In diesem Artikel erfährst du:

  • Was Autophagie ist
  • Warum Autophagie für den menschlichen Körper wichtig ist
  • Wieso im Zusammenhang mit Autophagie oft der Begriff Selbstreinigungsprozess fällt
  • Wie Fasten und Autophagie zusammenhängen
  • Was die Forschung zum Thema Autophagie sagt

Was ist Autophagie?

Die Zellen des menschlichen Körpers sind permanent mit Stoffwechselvorgängen beschäftigt – ganz egal, ob wir gerade wach sind oder schlafen. Dabei entsteht im Körper Abfall, wie beispielsweise schadhafte Proteine, falsch gefaltetes Eiweiß oder Lipide. Die Autophagie sorgt dafür, dass unsere Körperzellen sich selbst reinigen und Membranbestandteile, Eiweißansammlungen und ausgediente Mitochondrien einer Art Recyclingprozess unterzogen werden.

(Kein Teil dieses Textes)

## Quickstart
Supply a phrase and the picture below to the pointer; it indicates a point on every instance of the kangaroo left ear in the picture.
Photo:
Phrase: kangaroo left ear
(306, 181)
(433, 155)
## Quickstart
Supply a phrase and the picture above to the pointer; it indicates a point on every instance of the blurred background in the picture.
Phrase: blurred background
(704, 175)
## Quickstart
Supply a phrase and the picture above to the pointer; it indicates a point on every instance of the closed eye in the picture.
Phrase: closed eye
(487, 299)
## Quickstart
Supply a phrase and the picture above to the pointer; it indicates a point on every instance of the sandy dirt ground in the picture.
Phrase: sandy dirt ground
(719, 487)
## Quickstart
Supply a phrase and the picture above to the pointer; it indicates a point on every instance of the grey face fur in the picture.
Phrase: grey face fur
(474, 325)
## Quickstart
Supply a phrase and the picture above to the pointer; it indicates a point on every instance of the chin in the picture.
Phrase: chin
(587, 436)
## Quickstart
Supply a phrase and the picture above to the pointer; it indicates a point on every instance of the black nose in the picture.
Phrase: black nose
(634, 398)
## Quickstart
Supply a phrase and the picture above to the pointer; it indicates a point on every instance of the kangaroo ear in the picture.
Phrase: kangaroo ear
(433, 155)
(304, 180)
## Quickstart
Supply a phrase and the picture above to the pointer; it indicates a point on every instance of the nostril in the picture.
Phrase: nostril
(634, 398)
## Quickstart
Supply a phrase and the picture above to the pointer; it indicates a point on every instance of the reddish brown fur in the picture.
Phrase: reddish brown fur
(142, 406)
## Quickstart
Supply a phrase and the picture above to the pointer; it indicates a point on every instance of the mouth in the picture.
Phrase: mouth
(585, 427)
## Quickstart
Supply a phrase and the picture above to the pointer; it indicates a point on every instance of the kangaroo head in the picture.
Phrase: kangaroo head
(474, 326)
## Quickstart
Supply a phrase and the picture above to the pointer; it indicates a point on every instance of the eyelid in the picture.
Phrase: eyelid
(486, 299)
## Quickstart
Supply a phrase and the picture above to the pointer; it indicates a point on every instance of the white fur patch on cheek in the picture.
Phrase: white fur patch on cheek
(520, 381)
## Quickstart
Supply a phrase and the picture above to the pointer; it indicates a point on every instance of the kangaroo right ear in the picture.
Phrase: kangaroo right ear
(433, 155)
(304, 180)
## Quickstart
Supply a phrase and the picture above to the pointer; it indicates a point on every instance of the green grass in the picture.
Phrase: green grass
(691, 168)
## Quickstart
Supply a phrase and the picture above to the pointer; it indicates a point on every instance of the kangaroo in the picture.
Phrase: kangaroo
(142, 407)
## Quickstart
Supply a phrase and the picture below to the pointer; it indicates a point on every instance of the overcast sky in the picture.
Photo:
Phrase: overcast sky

Um den menschlichen Körper also leistungsfähig und gesund zu halten, „frisst der Körper die Zellen“ bei der Autophagie selbst auf. Dabei werden Bakterien und Viren entsorgt, Zellschädigungen können repariert werden und die Zellen werden mit Energie versorgt, die sie verwerten können, um neue Teile zu erschaffen. Es findet also eine Art Selbstverdauung der Zellen statt.

Mit Hilfe der Autophagie wird also nicht nur das Überleben von Zellen sichergestellt, es werden im gleichen Zug auch Zellen, die bereits eine Schädigung erlitten haben, entsorgt. Das stellt sicher, dass unser Organismus, der aus vielen verschiedenen Zellen besteht, überlebt. Die sogenannte zelluläre Homöostase sorgt dafür, dass sowohl alte als auch neue Komponenten einer Zelle im Gleichgewicht bleiben. Somit ist die Autophagozytose ein wichtiger Zellerneuerungsprozess in unserem Körper.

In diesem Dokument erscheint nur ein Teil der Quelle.